What Causes Thunder So Loud It Sounds Like An Explosion

The bolt of lightning touched down in Beaverton  just east of Highway 217 by the Home Depot and Target stores.

An instant later there was thunder so loud people called our newsroom saying something had exploded.

 Some called 9-1-1, sure their houses took a direct hit from lightning (they did not) and car alarms suddenly went off in neighborhoods around that part of the Portland metro area.

Thunder is powerful stuff. And it starts with lightning, every single time. In this case the lightning was seen from Sherwood to Clackamas and the thunder slammed Raleigh Hills, Beaverton, Multnomah Village and other parts of SW.

How Lightning Causes Thunder

The image here shows the start: a lightning bolt can be up to 50,000 degrees Fahrenheit. It suddenly heats the air to as much as 18,000 degrees and that air next to the bolt explodes out (and eventually cools and races back in to some degree)  This exploding (expanding) and contracting air creates the sound we know as thunder.

By the way, you can tell how far lightning is from you by counting as soon as you see the flash. One-one-thousand, two-one-thousand and so on. Every five seconds is a mile of distance. So if you count to five before hearing thunder, the lightning is one mile away. If you count to ten, the lightning is two miles away.You should wait at least 20 minutes after the last thunder you hear or lightning you see before heading out again.

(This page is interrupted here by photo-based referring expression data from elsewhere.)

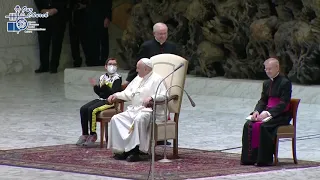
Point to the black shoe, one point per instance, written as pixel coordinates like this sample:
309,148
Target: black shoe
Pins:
41,70
122,156
134,158
162,143
53,71
247,163
264,164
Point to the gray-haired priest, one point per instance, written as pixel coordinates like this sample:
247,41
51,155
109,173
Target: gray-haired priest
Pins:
130,131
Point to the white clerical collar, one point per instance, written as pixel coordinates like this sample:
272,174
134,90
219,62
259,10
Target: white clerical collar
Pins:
274,77
147,76
158,41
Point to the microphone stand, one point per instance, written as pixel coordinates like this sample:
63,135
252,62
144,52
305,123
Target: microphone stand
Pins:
165,159
154,119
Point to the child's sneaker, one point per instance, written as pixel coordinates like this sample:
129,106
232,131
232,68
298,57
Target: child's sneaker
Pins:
82,139
90,141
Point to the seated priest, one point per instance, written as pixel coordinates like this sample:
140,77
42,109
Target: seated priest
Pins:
108,84
271,111
130,131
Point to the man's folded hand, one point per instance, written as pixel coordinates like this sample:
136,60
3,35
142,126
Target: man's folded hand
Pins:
112,99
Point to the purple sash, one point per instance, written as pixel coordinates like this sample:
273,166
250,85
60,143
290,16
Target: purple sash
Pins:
255,140
273,101
255,137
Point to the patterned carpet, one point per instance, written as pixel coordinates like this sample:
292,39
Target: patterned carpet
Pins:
191,164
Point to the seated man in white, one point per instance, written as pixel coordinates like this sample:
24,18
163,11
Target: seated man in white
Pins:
130,131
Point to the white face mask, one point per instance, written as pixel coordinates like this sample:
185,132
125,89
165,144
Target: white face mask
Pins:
111,69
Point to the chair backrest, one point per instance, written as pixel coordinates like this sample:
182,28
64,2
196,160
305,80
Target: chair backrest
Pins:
164,64
294,104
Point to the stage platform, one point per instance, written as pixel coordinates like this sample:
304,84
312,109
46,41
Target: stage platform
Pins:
219,86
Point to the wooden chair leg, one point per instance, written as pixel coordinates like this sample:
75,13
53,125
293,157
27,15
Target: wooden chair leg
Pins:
294,153
276,151
106,130
102,124
175,148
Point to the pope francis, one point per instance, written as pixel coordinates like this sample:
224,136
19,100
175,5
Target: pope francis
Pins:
130,131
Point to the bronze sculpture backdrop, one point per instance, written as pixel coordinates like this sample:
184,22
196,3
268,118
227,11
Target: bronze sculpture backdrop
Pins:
232,38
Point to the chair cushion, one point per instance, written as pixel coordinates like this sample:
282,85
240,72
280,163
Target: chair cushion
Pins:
288,129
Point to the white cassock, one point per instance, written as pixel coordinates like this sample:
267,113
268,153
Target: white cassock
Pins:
119,138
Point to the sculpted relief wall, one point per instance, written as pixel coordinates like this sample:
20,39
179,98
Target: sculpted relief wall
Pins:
232,38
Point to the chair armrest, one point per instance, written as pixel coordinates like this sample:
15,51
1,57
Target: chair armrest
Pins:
172,97
118,103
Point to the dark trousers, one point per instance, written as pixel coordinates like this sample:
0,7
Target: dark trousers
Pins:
98,40
52,36
88,113
78,36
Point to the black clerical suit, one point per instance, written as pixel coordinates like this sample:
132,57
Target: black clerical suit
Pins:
275,98
97,11
151,48
55,28
77,30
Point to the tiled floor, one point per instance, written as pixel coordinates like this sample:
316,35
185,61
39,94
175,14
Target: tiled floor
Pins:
40,110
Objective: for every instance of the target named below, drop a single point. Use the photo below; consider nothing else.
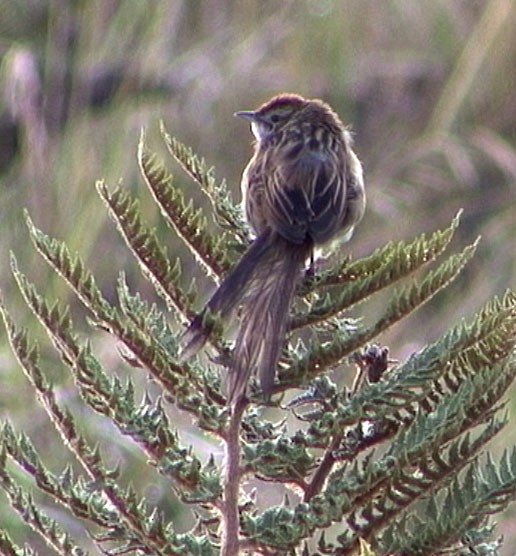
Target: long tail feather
(265, 314)
(227, 298)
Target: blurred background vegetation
(428, 87)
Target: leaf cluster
(398, 460)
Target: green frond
(279, 459)
(72, 270)
(46, 527)
(356, 281)
(152, 256)
(468, 501)
(8, 548)
(403, 302)
(213, 252)
(460, 354)
(227, 214)
(179, 380)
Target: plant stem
(230, 540)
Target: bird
(302, 188)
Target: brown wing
(305, 194)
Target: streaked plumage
(302, 187)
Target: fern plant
(396, 464)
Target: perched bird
(302, 187)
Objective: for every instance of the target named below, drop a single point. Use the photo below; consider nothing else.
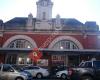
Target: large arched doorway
(19, 42)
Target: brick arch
(20, 37)
(66, 38)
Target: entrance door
(11, 59)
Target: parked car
(62, 74)
(88, 70)
(8, 72)
(37, 71)
(61, 71)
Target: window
(88, 64)
(20, 43)
(7, 68)
(65, 44)
(44, 15)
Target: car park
(61, 71)
(62, 74)
(9, 72)
(37, 71)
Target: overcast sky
(83, 10)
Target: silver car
(8, 72)
(37, 71)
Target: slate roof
(20, 23)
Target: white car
(62, 74)
(36, 71)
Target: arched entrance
(19, 42)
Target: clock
(44, 3)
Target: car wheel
(63, 76)
(39, 76)
(19, 78)
(86, 78)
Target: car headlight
(23, 74)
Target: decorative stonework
(20, 37)
(66, 38)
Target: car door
(7, 73)
(97, 69)
(30, 70)
(1, 72)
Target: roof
(19, 23)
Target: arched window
(20, 43)
(65, 44)
(44, 15)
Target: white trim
(66, 38)
(20, 37)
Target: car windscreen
(96, 64)
(17, 68)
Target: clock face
(44, 3)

In this case–if you were lucky (in weather guy terms) or unlucky (the way everyone else sees it) enough to be in Beaverton it was flash-boom…just that fast! The lightning was right on top of you!

Comments

  1. says

    Great article Bruce…. Back when I was a senior in high school, early early
    ’60′s I walked up behind my house up on a newly logged ridge where there was a spar pole… in those days they used a large tall straight tree that they cut all the limbs off the tree and used it for logging. I walked past the spar pole and was about 100 yards to the east of it when I saw out the corner of my eye an 8-10 foot ball of very bright light on the top side of the spar pole.
    The lightning and the boom of thunder was all at the same time…
    I don’t remember if it knocked me down or I got scared and fell down.. probably what happened… ha…. I got up and ran back past the spar pole. The lightning had knocked 30 feet off of the spar pole… after I got home I couldn’t hear for a half hour after I got home.